Another example could be WAL. Let's assume that we are designing a key/value storage engine for persistent memory and as a part of it we would like to implement a write-ahead log. A write-ahead log is an append-only log that stores all the commands. One of the simplest data structures for implementing a write-ahead log on persistent memory could be a linked list. Let's take a look at the pseudo implementation:

    void KvStore::put(std::string key, std::string value) {
            1. Create a WriteAheadLogEntry
            2. Write the entry in WAL
            3. Write the key/value pair in the storage data structure

    void WAL::write(WriteAheadLogEntry entry) {
            1. Create a new linked list node
            2. Write an entry into the new node
            3. Add the new node to the tail of the linked list (tail -> next = newNode)
            4. Flush the change

This example assumes that the linked list is stored on persistent memory.

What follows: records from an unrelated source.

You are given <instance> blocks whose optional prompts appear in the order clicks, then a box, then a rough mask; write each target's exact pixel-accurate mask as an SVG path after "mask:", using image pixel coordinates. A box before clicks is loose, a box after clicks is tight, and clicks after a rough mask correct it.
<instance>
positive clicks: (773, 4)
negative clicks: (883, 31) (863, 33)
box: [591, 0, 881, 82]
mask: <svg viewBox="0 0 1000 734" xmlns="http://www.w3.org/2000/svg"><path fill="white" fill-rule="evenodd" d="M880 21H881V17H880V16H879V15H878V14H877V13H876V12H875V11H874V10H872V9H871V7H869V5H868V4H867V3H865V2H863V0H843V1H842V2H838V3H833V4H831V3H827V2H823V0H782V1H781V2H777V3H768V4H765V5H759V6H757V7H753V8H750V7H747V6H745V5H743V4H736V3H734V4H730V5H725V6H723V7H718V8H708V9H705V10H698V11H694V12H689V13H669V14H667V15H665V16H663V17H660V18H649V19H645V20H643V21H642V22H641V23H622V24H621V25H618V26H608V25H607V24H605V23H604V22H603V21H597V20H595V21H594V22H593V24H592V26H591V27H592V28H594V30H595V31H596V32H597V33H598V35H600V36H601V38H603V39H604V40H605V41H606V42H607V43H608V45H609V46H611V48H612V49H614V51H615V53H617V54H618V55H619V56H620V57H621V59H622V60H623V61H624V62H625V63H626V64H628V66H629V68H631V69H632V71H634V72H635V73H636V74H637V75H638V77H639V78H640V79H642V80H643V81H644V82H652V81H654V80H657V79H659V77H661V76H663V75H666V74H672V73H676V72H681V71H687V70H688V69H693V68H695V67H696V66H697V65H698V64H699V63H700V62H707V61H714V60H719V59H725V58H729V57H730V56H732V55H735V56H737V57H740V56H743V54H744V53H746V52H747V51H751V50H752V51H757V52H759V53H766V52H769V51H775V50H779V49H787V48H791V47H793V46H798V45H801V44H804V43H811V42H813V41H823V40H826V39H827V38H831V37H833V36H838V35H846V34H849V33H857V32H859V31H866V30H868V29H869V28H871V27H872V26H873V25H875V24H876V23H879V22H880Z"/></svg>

Storage hierarchy shows that the "latency offered by persistent memory is higher than that of DRAM". Is there a way to leverage RAM and persistent memory at the same time?

Yes. There are two ways to design a data structure for storing the data with persistent memory - Full persistence and Selective persistence. The idea behind selective persistence is to have some part of the data structure in RAM and the rest in persistent memory. This design choice gives the best of RAM and persistent memory as we might be able to perform READ operations from RAM and writes will happen both in RAM and persistent memory, thus making our writes non-volatile.

Which operating systems are compatible with Intel Optane persistent memory

Here is a list of compatible operating systems for Intel Optane persistent memory.

What are some of the potential use-cases of persistent memory

Persistent memory has a lot of use-cases and some of these are mentioned in the article Persistent memory design choices and use-cases. Persistent memory offers higher throughput and lower latency than SSDs. This effectively means that in the design of a database, persistent memory can be used to store database indexes.

Database indexes speed up the read operations against a table or a document. A database index is implemented using a read efficient data structure and one of the common data structures is a B+Tree.

Since a database index is meant to speed up a read operation, it is therefore expected to offer the minimum read latency possible. Since persistent memory offers latency lesser than that of SDDs or HDDs, we can implement a database index (say, using a B+Tree) on persistent memory to get the reduced read latency.

If a database index is placed on a block device, every read/write operation would transfer an entire block of data between the application and the underlying block storage device. Typical block sizes are 512, 1024, 2048 and 4096 bytes.

With byte-addressability of persistent memory, reads/writes do not involve block transfer. Database indexes (or B+Trees) can be stored on persistent memory and each B+Tree node can be read or written to without aligning to the block boundaries.



Non-volatile storage is a type of storage that can retain the stored information even after power is off.


DIMM (dual in-line memory module) is a module that can be found on the motherboard. The module has slots that contain one or more RAM chips found on a smaller part of the entire motherboard of your computer. Basically, the DIMM slots serve as your computer’s main memory storage unit as it houses the RAM chips.


NVMe (nonvolatile memory express) is a storage access and transport protocol for flash and solid-state drives (SSDs). To help deliver a high-bandwidth and low-latency user experience, the NVMe protocol accesses flash storage via a PCI Express (PCIe) bus, which supports tens of thousands of parallel command queues and thus is much faster than hard disks and traditional all-flash architectures, which are limited to a single command queue.


DRAM (dynamic random access memory) is volatile memory that stores bits of data in transistors. This memory is located closer to the processor, too, so the computer can easily and quickly access it for all the processes.


GiB stands for Gibibyte and 1 GiB is defined as 1024*1024*1024 bytes.